If not an attack, we were likely redirecting authenticated users to the login
page in error. We use Magento’s New Relic reported feature making proving this
theory easy. The New Relic integration adds the customer name as a custom
parameter when reporting to the APM. Running a query comparing requests for
/customer/account/login
with and without this parameter set was eye-opening.
We clearly have an issue in the application. Time to review the release notes.
We’ve been actively replacing Magento’s native customer account section with a React app and enabled this app replacing order history the same time this anomaly began. The traffic was coming from the account landing page and not order history. I moved on and started looking at how the React app determines user state. Determining user state is done by reaching out to an express server and this was working without issue. Digging further the app also looks for the presence of some Magento customer section data, a bit of legacy code from a very early iteration. In the absence of this data React sends the user to the login page. Could this be causing our issues?
I logged in and navigated to the account dashboard. Everything worked as
expected.

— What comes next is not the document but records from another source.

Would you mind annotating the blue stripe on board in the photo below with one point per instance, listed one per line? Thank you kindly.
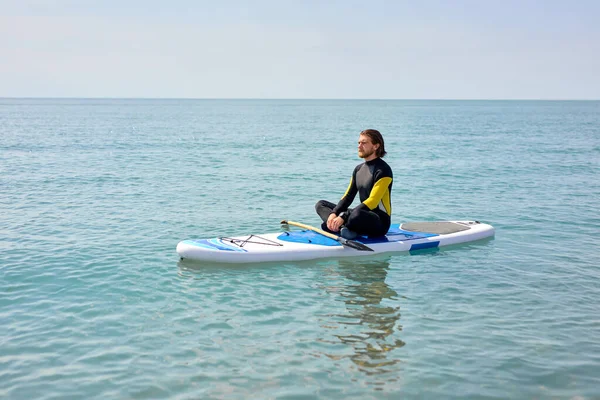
(426, 245)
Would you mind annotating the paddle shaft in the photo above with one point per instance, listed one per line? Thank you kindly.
(311, 228)
(350, 243)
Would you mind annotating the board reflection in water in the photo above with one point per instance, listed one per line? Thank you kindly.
(370, 323)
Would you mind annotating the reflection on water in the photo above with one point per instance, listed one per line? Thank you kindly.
(372, 313)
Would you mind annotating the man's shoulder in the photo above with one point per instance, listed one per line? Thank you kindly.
(381, 162)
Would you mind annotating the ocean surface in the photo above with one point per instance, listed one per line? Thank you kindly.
(95, 194)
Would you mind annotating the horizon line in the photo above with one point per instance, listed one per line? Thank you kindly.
(287, 98)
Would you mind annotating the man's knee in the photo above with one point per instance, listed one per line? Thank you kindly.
(321, 204)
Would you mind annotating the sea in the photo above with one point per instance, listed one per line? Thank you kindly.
(95, 303)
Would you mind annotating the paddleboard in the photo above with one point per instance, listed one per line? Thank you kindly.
(308, 244)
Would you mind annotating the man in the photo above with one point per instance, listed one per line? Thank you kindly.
(372, 180)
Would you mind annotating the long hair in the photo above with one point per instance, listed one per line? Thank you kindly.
(376, 138)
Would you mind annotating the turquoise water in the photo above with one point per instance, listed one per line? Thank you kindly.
(94, 303)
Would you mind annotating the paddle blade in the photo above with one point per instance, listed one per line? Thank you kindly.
(354, 244)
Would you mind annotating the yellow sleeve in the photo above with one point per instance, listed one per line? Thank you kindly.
(378, 193)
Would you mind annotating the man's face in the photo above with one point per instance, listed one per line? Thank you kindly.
(365, 147)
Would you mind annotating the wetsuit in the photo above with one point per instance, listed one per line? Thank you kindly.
(372, 180)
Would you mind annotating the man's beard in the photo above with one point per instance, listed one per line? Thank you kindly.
(364, 154)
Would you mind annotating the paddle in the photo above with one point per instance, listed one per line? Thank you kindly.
(345, 242)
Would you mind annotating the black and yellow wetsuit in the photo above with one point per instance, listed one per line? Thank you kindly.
(372, 180)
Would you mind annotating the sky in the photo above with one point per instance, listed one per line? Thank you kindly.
(428, 49)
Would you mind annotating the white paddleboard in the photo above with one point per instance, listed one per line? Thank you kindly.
(308, 245)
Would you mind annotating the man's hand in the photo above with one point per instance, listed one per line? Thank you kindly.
(334, 223)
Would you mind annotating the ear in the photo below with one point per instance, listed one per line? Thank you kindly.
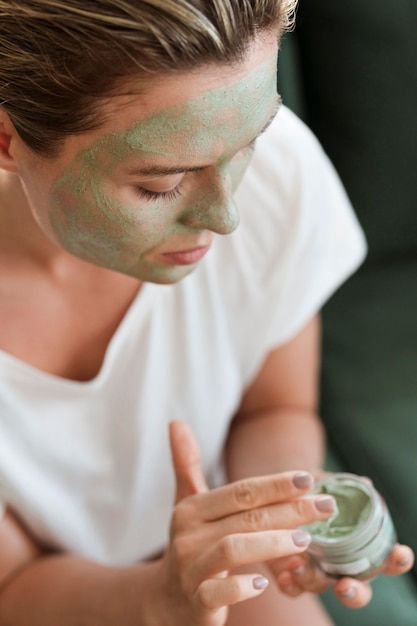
(8, 140)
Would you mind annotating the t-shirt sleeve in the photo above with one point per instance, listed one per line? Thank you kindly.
(308, 241)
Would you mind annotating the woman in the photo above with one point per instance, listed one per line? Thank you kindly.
(125, 130)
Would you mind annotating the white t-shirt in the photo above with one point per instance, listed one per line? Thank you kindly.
(87, 464)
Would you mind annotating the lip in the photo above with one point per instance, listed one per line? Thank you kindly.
(185, 257)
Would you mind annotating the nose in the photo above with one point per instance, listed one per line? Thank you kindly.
(214, 208)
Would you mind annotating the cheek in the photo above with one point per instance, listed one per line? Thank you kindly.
(100, 216)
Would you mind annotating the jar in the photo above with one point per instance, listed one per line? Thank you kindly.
(358, 537)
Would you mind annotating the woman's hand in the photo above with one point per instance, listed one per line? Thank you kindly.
(213, 532)
(301, 575)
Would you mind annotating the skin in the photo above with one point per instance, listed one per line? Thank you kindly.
(99, 212)
(214, 533)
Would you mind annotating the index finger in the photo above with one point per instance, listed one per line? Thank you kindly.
(251, 493)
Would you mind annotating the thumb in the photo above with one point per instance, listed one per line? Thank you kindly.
(186, 461)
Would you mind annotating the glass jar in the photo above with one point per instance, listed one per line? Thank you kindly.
(357, 538)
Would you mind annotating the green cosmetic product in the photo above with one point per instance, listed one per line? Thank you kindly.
(358, 537)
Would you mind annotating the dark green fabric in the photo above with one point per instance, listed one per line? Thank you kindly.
(359, 68)
(350, 70)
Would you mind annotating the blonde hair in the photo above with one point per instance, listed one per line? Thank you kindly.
(59, 57)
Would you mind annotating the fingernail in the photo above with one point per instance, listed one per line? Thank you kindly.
(301, 570)
(303, 480)
(325, 504)
(301, 537)
(260, 582)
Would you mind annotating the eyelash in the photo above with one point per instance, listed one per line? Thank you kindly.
(172, 194)
(147, 194)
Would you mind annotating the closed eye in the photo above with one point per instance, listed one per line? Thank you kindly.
(169, 195)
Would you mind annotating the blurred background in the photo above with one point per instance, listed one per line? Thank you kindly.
(349, 70)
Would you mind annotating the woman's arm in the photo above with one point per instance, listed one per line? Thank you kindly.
(212, 532)
(276, 429)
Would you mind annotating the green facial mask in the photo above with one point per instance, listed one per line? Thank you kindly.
(98, 215)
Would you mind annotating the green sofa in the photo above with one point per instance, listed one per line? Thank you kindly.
(350, 71)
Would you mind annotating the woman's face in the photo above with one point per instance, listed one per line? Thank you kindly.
(146, 193)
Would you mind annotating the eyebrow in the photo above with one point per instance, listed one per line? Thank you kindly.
(157, 170)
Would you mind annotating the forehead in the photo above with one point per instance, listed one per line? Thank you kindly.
(193, 114)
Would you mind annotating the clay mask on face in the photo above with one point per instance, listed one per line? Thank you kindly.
(98, 214)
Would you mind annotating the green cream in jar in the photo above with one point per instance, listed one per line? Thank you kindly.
(357, 538)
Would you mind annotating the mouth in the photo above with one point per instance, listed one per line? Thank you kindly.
(185, 257)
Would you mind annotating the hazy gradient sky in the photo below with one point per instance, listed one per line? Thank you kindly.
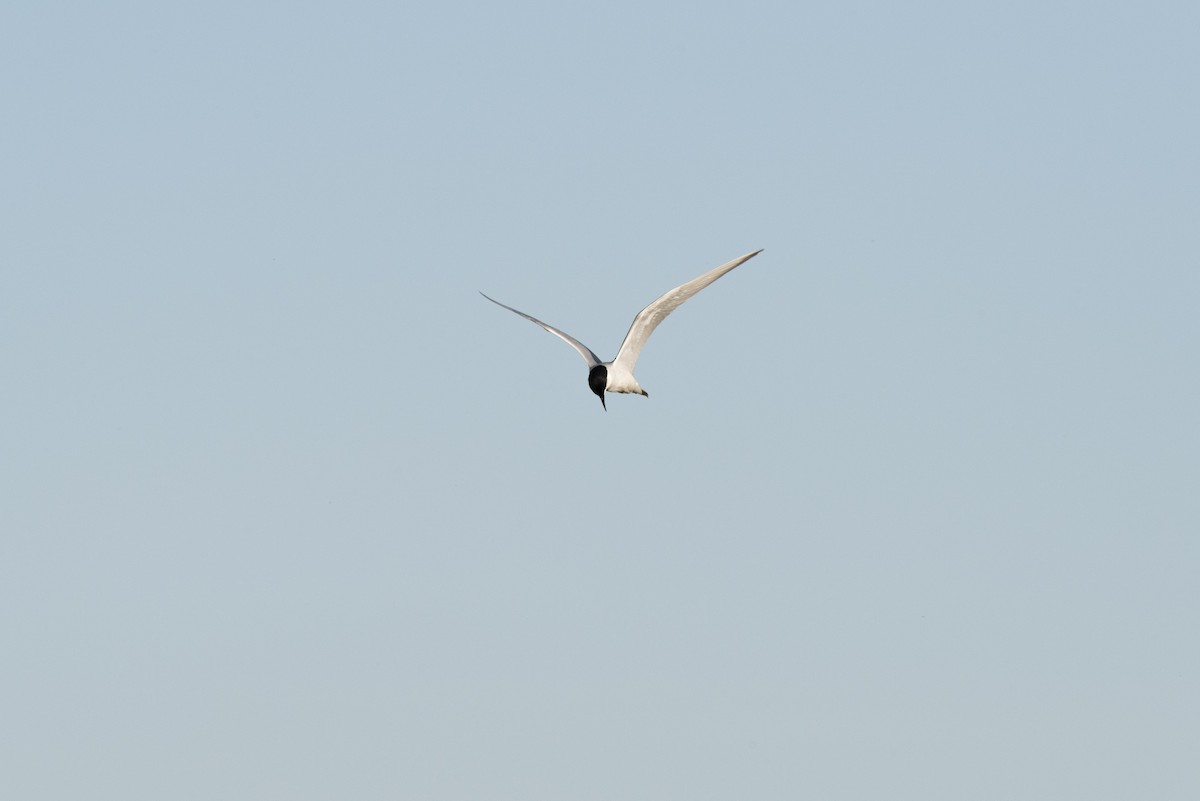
(291, 512)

I then deleted Magento’s local storage cache and reloaded the page.
After the page loaded, I was redirected to /customer/account/login
and back
to /customer/account
. This infinitely repeated until I navigated back to a
Magento rendered page which restored the missing data from local storage. I
know had a promising hypothesis and a reproducible bug. What change surfaced
this issue?
Magento’s local storage cache is populated from /customer/section/load
via
ajax and triggered by a number of client side events. Within this storage is
user-specific data for personalizing content without busting the full page
cacheability of server side rendered pages. I reviewed telemetry for
/customer/section/load
looking for possible issues preventing it from
returning the data expected by our React app, but didn’t find anything. Getting
frustrated I returned to the site and clicked around desperately trying to
recreate the issue organically.
Eventually I logged in and immediately clicked the prominent order history link
on the homepage. This took me to the order history page, but redirect me to
/customer/account
and into the infinite redirect loop. WTF! I had initially
ruled out the inclusion of the React order history in my investigation, and
they now looked related. Clicking the order history link on the homepage could
route you to the React app before the customer section data had loaded via
ajax. Prior to the React order history the only entrypoint to our React app was
a link in a dropdown… that was rendered using the ajax result of
/customer/section/load
.
The link for order history is interactive almost immediately following the first paint and our users use it a lot! The referrer information for the order history page also indicates it the first place a user goes after login. This behavior explains why we missed this in development and QA. Our test scripts only navigate to order history following order placement. Internally we aren’t acting like customers who are logging in multiple times a day for the sole purpose of checking the status of pending orders.
The variance between our expected user journey and reality let this slip through the cracks.